Gazze Harekâtı konusundaki ‘GERÇEK’ gerçekler

 

Denis OJALVO Köşe Yazısı
27 Ocak 2010 Çarşamba

Herhangi bir savaşta tek bir sivilin bile ölmesi herkesi üzmelidir. Ve maalesef İsrail’in Gazze harekâtında da birçok sivil Filistinlinin ölmesi büyük bir acı vesilesi oldu ve bu gerçek başka hiçbir şekilde açıklanamaz. Üstelik bu harekâtta çocuklar da öldü. Ama bu harekâtın çıkış nedenleri ile harekât esnasında olan gerçekleri ve bugün Gazze’deki genel durumun nasıl olduğunu, tarihe doğru kayıtlar yaratma adına, tarafsızca irdelemek gerekiyor

2005 yılında, devrin İsrail Başbakanı Ariel Şaron, Filistinlilerle sürtüşme konularını azaltıp olası bir barışa zemin hazırlamak amacıyla, Gazze Şeridi’nde bulunan İsrail ordusunu ve bütün yerleşim birimlerini boşaltarak Gazze’nin %100’ünden tek taraflı olarak çekildi. Bu çekilmeye rağmen, İsrail’in Gazze yakınlarındaki 20.000 nüfuslu Sderot kentine, yıllardır gün be gün yapılan Gazze kaynaklı havan topu ve roket atışları dinmedi (2003’ten beri 9400, sadece 2008’de 3200 adet!). Sderot halkının atılan havan topu ve roketlerden korunabilmek için  sığınaklara koşma zamanı sadece 15 saniye! Bu durumda günde birkaç kere sığınaklara doluşup geceleri apartmanlarının bodrum katlarında uyumak zorunda bırakılan bu şehir sakinleri Dökme Kurşun Harekâtı’na kadar normal bir hayat  süremediler.
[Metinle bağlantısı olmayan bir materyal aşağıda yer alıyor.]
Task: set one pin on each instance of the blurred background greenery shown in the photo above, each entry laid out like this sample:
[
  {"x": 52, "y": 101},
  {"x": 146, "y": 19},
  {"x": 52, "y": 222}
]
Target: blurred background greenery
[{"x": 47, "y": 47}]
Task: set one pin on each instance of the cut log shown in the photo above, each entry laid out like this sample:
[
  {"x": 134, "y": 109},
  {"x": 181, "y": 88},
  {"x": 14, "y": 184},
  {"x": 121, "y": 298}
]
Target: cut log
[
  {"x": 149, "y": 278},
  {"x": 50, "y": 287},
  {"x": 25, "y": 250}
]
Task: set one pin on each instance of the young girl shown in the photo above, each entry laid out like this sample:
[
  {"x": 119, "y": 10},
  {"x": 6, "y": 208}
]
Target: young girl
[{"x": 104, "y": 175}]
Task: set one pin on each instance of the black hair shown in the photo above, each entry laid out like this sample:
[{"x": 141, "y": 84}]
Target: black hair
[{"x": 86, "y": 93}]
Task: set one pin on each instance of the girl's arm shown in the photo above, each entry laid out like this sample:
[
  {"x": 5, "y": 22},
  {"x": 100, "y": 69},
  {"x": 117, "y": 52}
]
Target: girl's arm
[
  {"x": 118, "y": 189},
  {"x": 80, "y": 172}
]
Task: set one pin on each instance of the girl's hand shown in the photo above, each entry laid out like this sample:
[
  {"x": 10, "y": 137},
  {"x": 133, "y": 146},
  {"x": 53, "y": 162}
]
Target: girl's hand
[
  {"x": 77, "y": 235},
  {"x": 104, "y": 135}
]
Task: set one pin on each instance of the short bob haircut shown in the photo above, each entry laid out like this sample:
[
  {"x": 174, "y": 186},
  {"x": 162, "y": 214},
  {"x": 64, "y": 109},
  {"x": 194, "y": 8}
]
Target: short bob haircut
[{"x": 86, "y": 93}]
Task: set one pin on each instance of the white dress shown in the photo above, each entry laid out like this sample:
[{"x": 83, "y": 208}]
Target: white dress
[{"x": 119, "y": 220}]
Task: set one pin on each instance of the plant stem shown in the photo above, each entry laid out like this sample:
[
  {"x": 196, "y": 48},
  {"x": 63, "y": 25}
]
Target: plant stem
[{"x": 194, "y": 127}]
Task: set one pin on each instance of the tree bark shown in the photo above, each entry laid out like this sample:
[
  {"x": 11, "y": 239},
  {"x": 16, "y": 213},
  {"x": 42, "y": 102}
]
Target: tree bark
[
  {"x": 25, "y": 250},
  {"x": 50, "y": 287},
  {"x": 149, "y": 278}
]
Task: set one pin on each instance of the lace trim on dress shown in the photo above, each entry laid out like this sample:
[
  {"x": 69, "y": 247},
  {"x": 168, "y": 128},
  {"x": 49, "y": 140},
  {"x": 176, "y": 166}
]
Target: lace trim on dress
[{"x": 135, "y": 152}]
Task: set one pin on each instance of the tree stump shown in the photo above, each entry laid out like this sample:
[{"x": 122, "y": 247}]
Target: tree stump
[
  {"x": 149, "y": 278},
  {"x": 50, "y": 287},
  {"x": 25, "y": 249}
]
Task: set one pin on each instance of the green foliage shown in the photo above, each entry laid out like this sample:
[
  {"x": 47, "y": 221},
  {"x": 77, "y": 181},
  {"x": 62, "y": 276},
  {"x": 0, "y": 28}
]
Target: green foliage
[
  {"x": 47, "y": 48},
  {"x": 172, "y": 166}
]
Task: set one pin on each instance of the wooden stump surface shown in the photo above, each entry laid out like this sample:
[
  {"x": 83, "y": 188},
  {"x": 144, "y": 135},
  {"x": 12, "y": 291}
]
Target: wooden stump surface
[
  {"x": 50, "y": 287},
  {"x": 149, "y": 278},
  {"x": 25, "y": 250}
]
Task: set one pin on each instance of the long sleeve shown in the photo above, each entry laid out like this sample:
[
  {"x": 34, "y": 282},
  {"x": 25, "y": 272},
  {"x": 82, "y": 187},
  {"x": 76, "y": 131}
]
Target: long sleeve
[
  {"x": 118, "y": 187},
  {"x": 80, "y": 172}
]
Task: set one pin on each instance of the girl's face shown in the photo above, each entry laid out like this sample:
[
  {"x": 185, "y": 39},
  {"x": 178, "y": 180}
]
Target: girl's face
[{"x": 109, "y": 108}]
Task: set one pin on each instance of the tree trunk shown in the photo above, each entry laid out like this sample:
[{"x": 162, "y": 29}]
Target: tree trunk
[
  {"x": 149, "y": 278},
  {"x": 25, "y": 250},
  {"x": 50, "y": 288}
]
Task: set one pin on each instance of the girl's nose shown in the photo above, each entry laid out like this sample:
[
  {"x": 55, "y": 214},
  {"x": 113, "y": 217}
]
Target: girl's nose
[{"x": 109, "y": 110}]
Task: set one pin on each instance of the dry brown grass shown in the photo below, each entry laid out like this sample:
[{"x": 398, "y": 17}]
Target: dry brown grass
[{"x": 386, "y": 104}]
İsrail ordusu, uluslararası baskılar yüzünden ‘orantılı mukabele’ etmek zorunda bırakıldığından, insansız hava araçları ve helikopterlerle roket atışı yapan teroristleri avlamaya odaklandı. Bunlar ‘katlanılabilir’ sınırları aştıklarındaysa Gazze’ye sınırlı operasyonlar düzenledi. Neticede Sderot kentindeki ahali günlük hayatını çirkin bir statükonun rehinesi olarak sürdürme durumunda kaldı.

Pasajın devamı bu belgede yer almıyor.